PS 38-54
Functional strategies of a rare ancient cycad along an environmental gradient of a tropical dry forest

Wednesday, August 7, 2013
Exhibit Hall B, Minneapolis Convention Center
Juan C. Alvarez-Yepiz, Department of Environmental and Forest Biology, SUNY College of Environmental Science and Forestry, Syracuse, NY
Alejandro Cueva, Departamento de Ciencias de la Tierra, Centro de Investigación Científica y Educación Superior de Ensenada, B.C., Ensenada, Mexico
Martin Dovciak, Department of Environmental and Forest Biology, State University of New York College of Environmental Science and Forestry, Syracuse, NY
Mark A. Teece, Department of Chemistry, SUNY College of Environmental Science and Forestry, Syracuse, NY
Enrico A. Yepez, Department of Biology, University of New Mexico, Albuquerque, NM

Functional traits influence plant responses to changing environmental conditions notably via the regeneration niche shaping plant future fitness. We studied life-stage specific functional strategies related to carbon and water economies of a rare long-lived cycad (Dioon sonorense) along a soil fertility and altitudinal gradient. We expect that 1) functional traits will be more closely linked to the regeneration niche (seedlings), and 2) functional traits related to carbon and nitrogen acquisition and water use efficiency will vary with life-stage and with soil fertility. We sampled 3-6 individuals from each cycad life-stage (seedling, juvenile, adult) in a gradient of nine sites at a tropical dry forest in northwestern Mexico. We quantified 10 leaf traits: chemical (%C, %N, d13C, d15N, C/N, %N2-fixation), physiological (photosynthetic rate (A), transpiration rate (E) and water use efficiency (WUE: A/E) in dry and wet seasons) and morphological (leaflet width). We performed ANCOVA analysis with traits as dependent variables, life-stage as a factor, and the first principal component scores (PCA, 33% explained variance) representing a gradient of soil fertility and altitude as a covariate.
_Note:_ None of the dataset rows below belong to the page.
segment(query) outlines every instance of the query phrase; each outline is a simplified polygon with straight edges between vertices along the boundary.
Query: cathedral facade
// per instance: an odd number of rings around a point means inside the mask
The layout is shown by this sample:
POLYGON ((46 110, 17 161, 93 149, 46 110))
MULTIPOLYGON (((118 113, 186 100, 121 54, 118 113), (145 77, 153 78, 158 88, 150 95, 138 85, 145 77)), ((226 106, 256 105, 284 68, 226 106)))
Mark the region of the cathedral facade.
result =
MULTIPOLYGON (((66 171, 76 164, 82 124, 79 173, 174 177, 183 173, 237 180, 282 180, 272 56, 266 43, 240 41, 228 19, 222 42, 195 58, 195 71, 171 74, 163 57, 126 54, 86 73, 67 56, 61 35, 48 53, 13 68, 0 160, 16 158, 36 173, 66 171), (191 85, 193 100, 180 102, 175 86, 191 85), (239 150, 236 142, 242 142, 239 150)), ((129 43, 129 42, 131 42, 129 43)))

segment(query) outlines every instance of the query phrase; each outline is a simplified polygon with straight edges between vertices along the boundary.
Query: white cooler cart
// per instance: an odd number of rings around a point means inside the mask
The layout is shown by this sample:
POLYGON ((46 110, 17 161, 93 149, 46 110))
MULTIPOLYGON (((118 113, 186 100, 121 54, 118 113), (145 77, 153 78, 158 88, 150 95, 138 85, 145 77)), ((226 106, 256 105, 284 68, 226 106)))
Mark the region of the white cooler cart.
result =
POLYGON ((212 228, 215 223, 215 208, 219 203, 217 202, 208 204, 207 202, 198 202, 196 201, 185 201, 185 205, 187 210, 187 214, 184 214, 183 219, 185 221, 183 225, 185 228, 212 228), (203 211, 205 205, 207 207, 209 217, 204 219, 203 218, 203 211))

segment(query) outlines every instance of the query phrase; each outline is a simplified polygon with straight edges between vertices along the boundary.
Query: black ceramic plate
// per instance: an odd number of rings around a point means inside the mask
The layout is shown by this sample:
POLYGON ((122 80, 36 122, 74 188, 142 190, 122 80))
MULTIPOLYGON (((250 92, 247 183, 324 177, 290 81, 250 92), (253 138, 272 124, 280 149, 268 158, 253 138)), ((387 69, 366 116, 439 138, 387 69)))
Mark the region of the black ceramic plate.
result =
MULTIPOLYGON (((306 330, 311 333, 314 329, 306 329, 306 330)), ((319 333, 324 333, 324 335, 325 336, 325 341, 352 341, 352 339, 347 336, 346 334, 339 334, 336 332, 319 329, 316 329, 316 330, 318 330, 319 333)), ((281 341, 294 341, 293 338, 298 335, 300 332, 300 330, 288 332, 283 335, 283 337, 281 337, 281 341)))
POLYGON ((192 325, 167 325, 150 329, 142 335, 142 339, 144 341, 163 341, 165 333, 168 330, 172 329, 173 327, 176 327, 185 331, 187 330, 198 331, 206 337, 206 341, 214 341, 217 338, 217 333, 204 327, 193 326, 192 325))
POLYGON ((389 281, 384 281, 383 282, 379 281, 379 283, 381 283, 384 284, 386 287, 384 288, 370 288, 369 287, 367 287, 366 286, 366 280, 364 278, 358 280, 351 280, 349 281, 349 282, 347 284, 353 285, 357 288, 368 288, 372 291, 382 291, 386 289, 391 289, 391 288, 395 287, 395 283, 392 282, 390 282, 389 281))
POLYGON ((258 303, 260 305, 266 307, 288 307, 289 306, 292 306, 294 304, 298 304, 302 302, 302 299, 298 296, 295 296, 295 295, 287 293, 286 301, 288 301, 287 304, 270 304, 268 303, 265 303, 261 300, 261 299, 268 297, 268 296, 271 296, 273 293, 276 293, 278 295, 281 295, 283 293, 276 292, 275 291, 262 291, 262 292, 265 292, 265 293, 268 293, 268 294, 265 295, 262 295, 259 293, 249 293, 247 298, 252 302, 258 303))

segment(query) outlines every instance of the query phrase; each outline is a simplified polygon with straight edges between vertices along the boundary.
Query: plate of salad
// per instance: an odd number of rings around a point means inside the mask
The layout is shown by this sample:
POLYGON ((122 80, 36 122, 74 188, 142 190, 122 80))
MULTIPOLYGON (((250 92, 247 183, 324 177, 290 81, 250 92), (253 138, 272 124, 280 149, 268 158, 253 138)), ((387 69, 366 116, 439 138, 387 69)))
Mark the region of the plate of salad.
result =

Contrary to our first expectation, the adult stage was consistently retained in the models (p<0.05), so functional traits in the rare cycad D. sonorense seem more adapted to its adult niche and not its regeneration niche. No variation among life-stages or along the environmental gradient was detected in leaf C and N content. However, C/N ratio and photosynthetic rate (dry season) were higher and transpiration rate (wet season) lower in adults. Water use efficiency (inferred from d13C) and atmospheric nitrogen fixation increased with life-stage and with declining soil fertility at higher elevation (~45% explained variance in both cases). Quantification of functional traits provides insights into cycad persistence in areas with nutrient-poor soils and seasonal drought. Since adult survival makes the highest contribution to population growth rates in long-lived species such as cycads, adaptations that favor efficiency of carbon and water utilization, and nitrogen fixation in adult plants are particularly relevant for their persistence in arid ecosystems.